For Craig this resulted in 1-1 professional help with a four week counselling course with the service.
He said: “It felt like someone had turned the light one. It is so simple with a ‘stop’ technique where you recognise the negativity and know what happens from previous experience. Instead of letting your imagination run away, you stop, evaluate, talk yourself through it.”
The breakthrough led to Craig taking up running – which has now led to a fundraiser in a bid to help others who may find themselves in the darkest of places.
He said: “At first I felt like Forest Gump, I had never run before, but after about five minutes it felt normal.I ran and ran and wanted to get fitter and be better. I kept pushing myself every day, doing challenges and reaching targets. I feel so happy and emotional when I run. It feels like I have been given another chance.”
Running became a way to raise funds for We Are with You and then, after a down day and a struggle to contact anyone for help, there came the seed of a new idea to offer immediate help to anyone in desperate need.
Craig said: “I was trying to find a phone box to call the Samaritans. After two hours I finally found one and then my heart sank, there was no dial tone and it was full of cobwebs.
“I was thinking ‘where do I go now?’ I found myself on top of the cliff wondering what to do but I managed to pull myself together. Anxiety will never go away but I can now deal with it and understand what the triggers are.
“But it made me think there was nothing out there to help and when you can’t get that help, where do you go?
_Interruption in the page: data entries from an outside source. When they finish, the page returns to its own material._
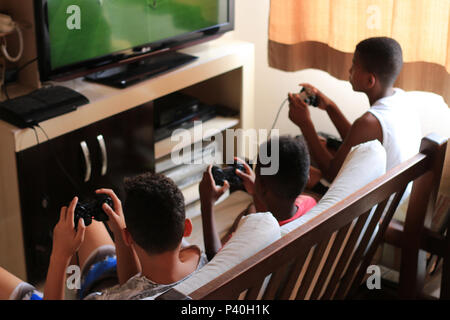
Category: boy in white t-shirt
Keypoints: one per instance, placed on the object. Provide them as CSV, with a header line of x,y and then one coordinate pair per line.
x,y
376,65
145,259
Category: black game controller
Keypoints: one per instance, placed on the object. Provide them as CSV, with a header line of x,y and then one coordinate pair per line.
x,y
309,98
92,209
229,174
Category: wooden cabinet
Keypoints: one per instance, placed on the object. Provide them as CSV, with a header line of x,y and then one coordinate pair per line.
x,y
33,185
77,163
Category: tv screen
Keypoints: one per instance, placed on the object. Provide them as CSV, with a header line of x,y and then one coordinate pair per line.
x,y
84,34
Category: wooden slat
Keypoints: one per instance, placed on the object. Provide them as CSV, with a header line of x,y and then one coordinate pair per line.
x,y
336,248
346,281
276,281
253,292
371,252
294,275
312,269
348,250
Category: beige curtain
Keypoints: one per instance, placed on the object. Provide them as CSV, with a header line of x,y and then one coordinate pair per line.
x,y
323,34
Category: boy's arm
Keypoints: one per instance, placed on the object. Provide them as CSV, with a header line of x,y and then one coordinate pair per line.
x,y
336,116
299,114
128,263
66,241
364,129
209,194
339,120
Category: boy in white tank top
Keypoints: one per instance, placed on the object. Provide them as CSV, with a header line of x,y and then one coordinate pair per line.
x,y
376,65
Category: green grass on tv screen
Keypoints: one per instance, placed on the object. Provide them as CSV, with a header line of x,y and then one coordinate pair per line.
x,y
101,27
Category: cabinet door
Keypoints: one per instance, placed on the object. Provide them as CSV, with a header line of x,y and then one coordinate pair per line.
x,y
123,146
76,164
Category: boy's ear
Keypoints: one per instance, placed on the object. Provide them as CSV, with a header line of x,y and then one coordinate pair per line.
x,y
127,238
372,80
187,228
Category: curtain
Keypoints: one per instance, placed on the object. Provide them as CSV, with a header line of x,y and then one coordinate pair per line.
x,y
323,34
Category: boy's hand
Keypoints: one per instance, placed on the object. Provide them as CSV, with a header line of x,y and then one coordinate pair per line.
x,y
322,100
298,110
209,192
67,241
248,177
116,220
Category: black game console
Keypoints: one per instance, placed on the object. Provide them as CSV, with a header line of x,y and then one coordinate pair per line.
x,y
39,105
229,174
179,111
308,97
92,209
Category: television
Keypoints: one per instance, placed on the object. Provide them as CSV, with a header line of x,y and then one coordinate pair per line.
x,y
123,39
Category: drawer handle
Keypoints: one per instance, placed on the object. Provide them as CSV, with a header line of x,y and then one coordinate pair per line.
x,y
87,160
102,144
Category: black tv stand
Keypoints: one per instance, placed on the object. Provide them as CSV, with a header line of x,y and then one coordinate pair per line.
x,y
129,74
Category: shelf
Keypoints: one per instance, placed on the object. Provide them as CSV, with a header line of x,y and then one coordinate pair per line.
x,y
209,129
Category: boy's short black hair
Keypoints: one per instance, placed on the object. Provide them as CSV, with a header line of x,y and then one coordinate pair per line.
x,y
382,56
154,212
293,170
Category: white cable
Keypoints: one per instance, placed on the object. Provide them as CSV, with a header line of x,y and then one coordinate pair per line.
x,y
19,55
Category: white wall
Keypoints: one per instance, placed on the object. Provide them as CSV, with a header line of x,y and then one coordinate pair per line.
x,y
272,86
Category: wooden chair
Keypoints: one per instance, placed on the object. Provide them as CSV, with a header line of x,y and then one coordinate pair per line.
x,y
415,237
327,257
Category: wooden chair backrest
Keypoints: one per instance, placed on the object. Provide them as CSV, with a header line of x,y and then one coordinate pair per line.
x,y
327,257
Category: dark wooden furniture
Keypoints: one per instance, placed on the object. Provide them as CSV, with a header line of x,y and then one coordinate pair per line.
x,y
327,257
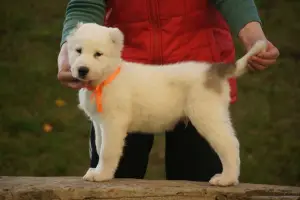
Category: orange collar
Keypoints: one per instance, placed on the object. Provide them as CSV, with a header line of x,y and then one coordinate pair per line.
x,y
98,90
There isn’t enough money to fund mental health services and people ar struggling. I had tried for a long time to find help, I was on a waiting list at mental health places and went to my doctors but ended up with whale music and advice to drink herbal tea.
“I feel that someone needs to speak up. When people are in a difficult place they could phone 101 but it won’t be seen as an emergency. I saw a girl on the cliff over the railings and you could see that the police and ambulance staff there didn’t have mental health training.
“When I was in that phone box you could see the lines were still there so, if we can have defibs in phone boxes, then we could have SOS phone boxes. Like a last cry for help, where there is a professional on the other end of the line, someone to talk to and to say ‘this is my crisis’.”
Craig has taken on the challenge of running 5k every day for 30 days throughout this month to raise money to get an SOS emergency mental health volunteer hotline. He is hoping that by sharing his idea, and making a start on the fundraising, others will come forward to help put the plan in action.
Despite still having difficulty eating properly due to his previous drug use, Craig has built up strength with protein shakes and has been running each day, achieving personal bests and aiming to eventually complete a marathon.
Craig said: “You get phones that can put you straight through to things like the AA so why not to Samaritans? Having that voice at the other end of the phone could save a life.”
Craig’s friend Martin Douglas is supporting the fundraising bid and urging others to help.
The 33-year-old said: “I nearly lost my best friend because he was struggling. He felt like he couldn’t turn to anyone for help. I don’t want anyone else to ever feel that. Help us to help somebody else in need.”